En apenas 200 años se ha perdido el 80% de lo que Fernando Lampre, presidente del Patronato de los Monumentos Naturales de los Glaciares Pirenaicos, califica como la “joya heredada” de la Pequeña Edad de Hielo que tuvo lugar entre finales de la Edad Media y el siglo XIX.
La mano del hombre y el aumento de la actividad industrial, que ha elevado el nivel de los gases de efecto invernadero en la atmósfera, también han contribuido a su paulatina desaparición en el Pirineo aragonés, los más meridionales de Europa. Tendencia que también se da en el resto de glaciares, incluidos los de la Antártida, la mayor reserva de agua dulce del planeta.
Además del propio valor natural que tienen los glaciares, seña de identidad de los Pirineos, se añade el científico como indicadores de los cambios climáticos. Y también el hidrológico como reserva de agua regulada de forma natural, pues en ellos se acumula nieve que se funde poco a poco durante el verano. Ello contribuye a aumentar el caudal de algunos ríos en época de sequía.
Sin embargo, poco se puede hacer por los glaciares que, asegura Lampre, “tienen los días contados”. Y con ellos especies como la perdiz nival que habita junto a ellos.

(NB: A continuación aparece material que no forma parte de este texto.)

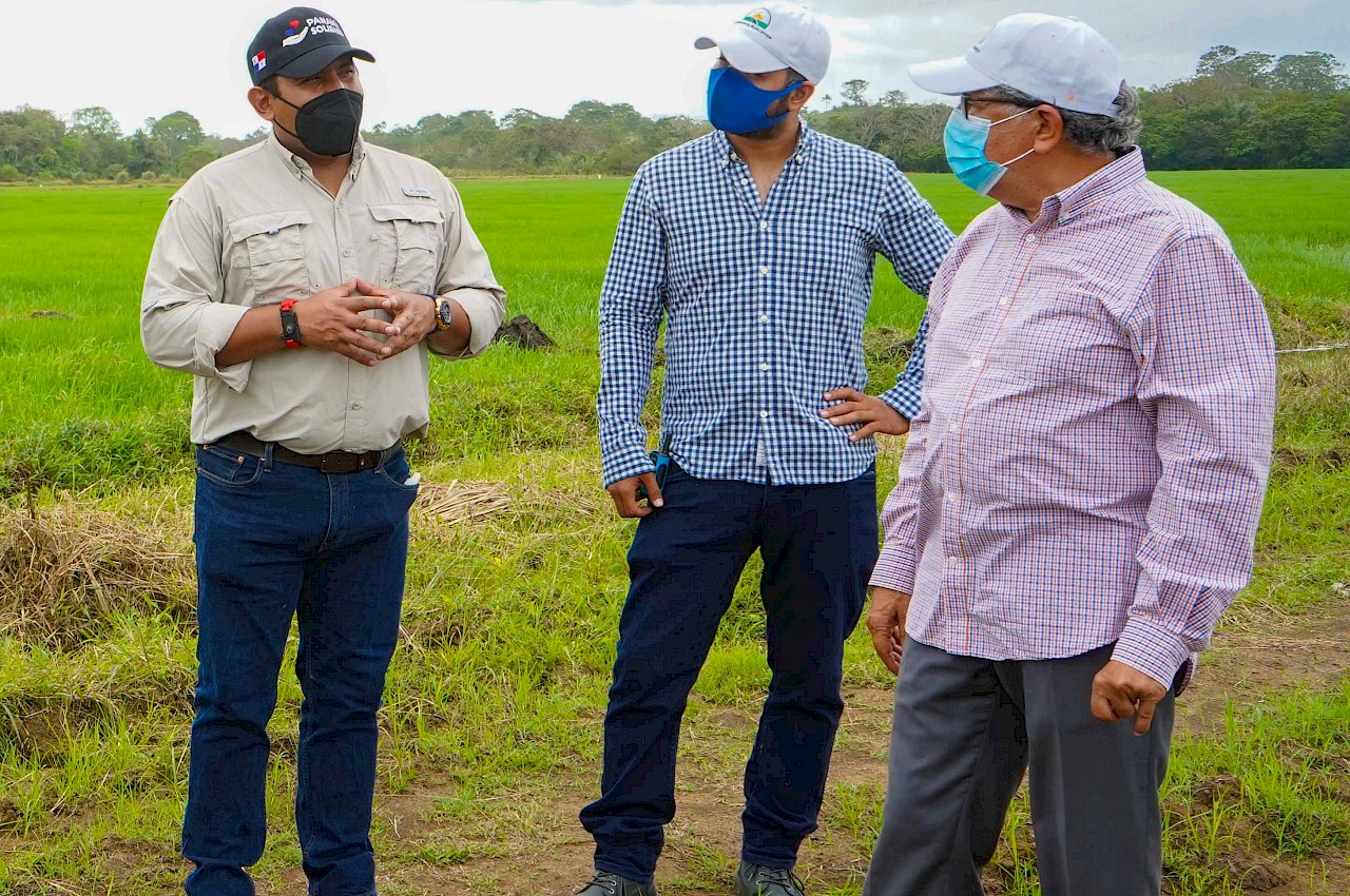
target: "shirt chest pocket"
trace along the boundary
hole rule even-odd
[[[409,293],[435,293],[446,219],[427,205],[371,205],[381,281]]]
[[[259,212],[230,221],[230,274],[248,278],[254,305],[309,294],[305,228],[313,220],[309,212],[296,209]]]

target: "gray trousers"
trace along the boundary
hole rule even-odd
[[[1173,695],[1143,737],[1092,717],[1107,645],[995,661],[905,642],[882,831],[863,896],[981,896],[1008,804],[1030,769],[1044,896],[1158,896],[1158,788]]]

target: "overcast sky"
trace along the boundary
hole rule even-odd
[[[366,124],[408,124],[432,112],[513,108],[562,115],[578,100],[630,103],[645,115],[703,115],[716,51],[693,49],[756,3],[622,0],[332,0],[352,43],[370,50]],[[817,0],[834,40],[821,93],[850,78],[875,97],[900,89],[911,62],[957,55],[1013,12],[1077,15],[1110,39],[1131,84],[1191,74],[1206,49],[1281,55],[1323,50],[1350,62],[1343,0]],[[103,105],[128,132],[174,109],[207,131],[258,125],[244,100],[244,49],[279,3],[258,0],[66,0],[7,4],[0,109],[69,116]]]

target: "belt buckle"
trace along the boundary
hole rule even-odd
[[[352,472],[360,468],[360,457],[331,451],[319,457],[320,472]]]

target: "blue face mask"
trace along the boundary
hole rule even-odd
[[[956,179],[980,196],[988,196],[994,185],[1007,174],[1008,166],[1031,155],[1035,148],[1031,147],[1015,159],[1003,163],[991,162],[990,157],[984,154],[984,146],[990,140],[990,128],[1034,111],[1023,109],[998,121],[986,121],[984,119],[968,119],[961,109],[952,109],[952,117],[946,120],[946,128],[942,131],[942,146],[946,148],[946,163],[952,166],[952,174],[956,174]]]
[[[761,90],[736,69],[713,69],[707,73],[707,120],[728,134],[763,131],[787,117],[783,112],[771,119],[768,107],[799,86],[801,81],[782,90]]]

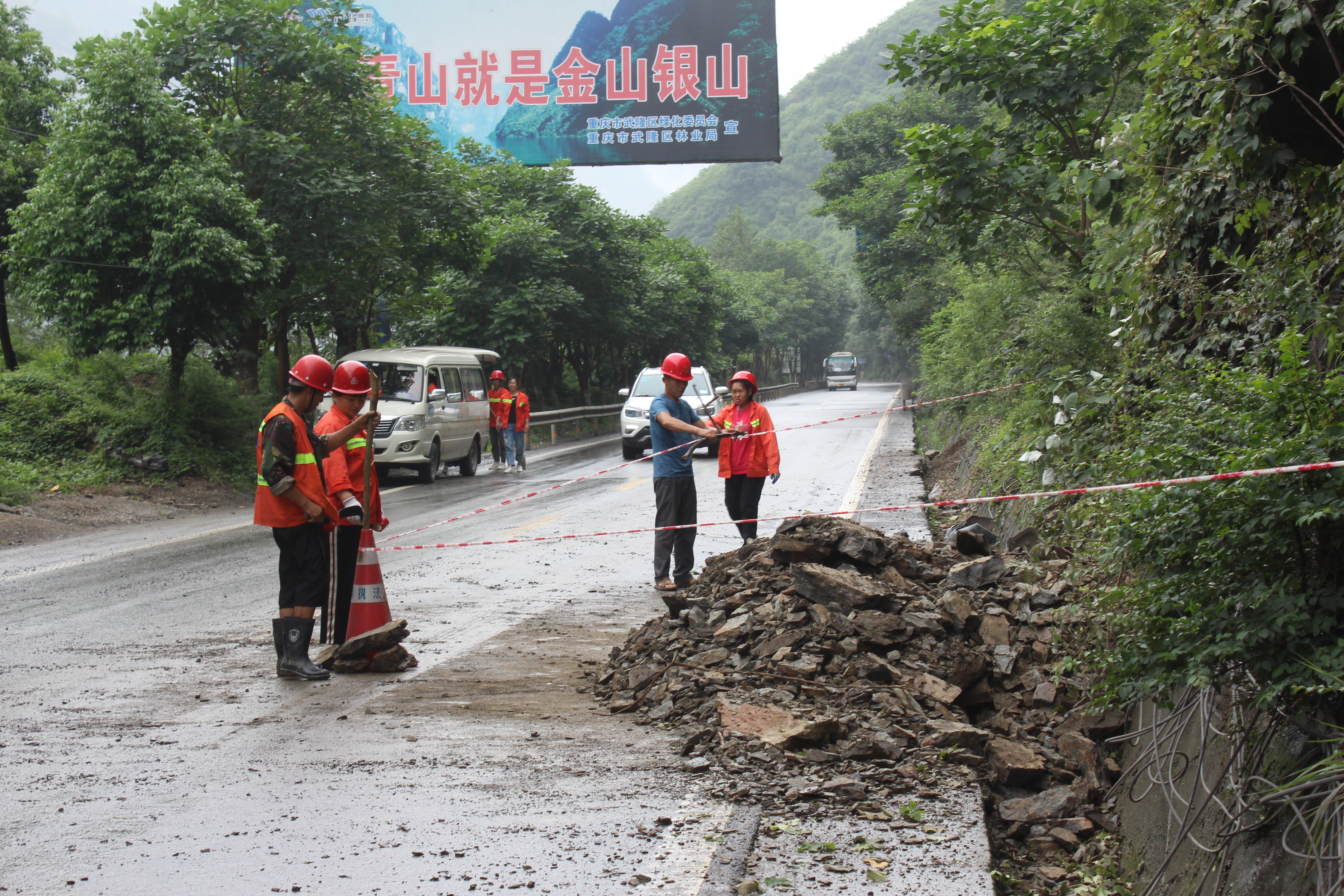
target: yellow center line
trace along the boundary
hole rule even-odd
[[[508,532],[500,532],[495,537],[496,539],[512,539],[512,537],[519,536],[519,535],[527,535],[532,529],[538,529],[538,528],[546,525],[547,523],[555,523],[556,520],[563,520],[563,519],[564,519],[563,513],[551,513],[550,516],[543,516],[540,519],[532,520],[531,523],[524,523],[523,525],[517,527],[516,529],[509,529]]]

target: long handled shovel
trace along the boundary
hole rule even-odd
[[[368,411],[370,414],[378,414],[378,394],[380,391],[380,384],[378,382],[378,373],[374,371],[368,372]],[[374,524],[374,514],[370,512],[368,502],[374,500],[374,433],[372,430],[364,430],[364,524],[360,527],[368,529]]]

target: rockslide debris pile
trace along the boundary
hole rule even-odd
[[[612,649],[594,693],[680,725],[685,767],[726,772],[718,795],[914,827],[900,821],[911,798],[981,782],[1000,854],[1082,861],[1116,827],[1099,803],[1120,768],[1098,742],[1125,723],[1073,712],[1087,682],[1050,670],[1086,619],[1074,600],[1090,576],[996,553],[986,523],[917,544],[837,517],[788,521],[710,557],[665,598],[669,617]]]
[[[392,619],[345,643],[323,647],[313,662],[332,672],[406,672],[419,665],[415,654],[402,646],[409,634],[406,619]]]

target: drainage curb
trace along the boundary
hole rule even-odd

En la actualidad, de los ocho macizos del Pirineo aragonés en los que todavía se conservan pequeñas unidades de hielo, sólo en cuatro de ellos quedan auténticos glaciares, al abrigo de picos de más de 3.000 metros de altura: Macizo de los Picos del Infierno (Alto Gállego), macizo de Monte Perdido (Sobrarbe), macizo de Posets y el macizo de Aneto-Maladeta (ambos en La Ribagorza).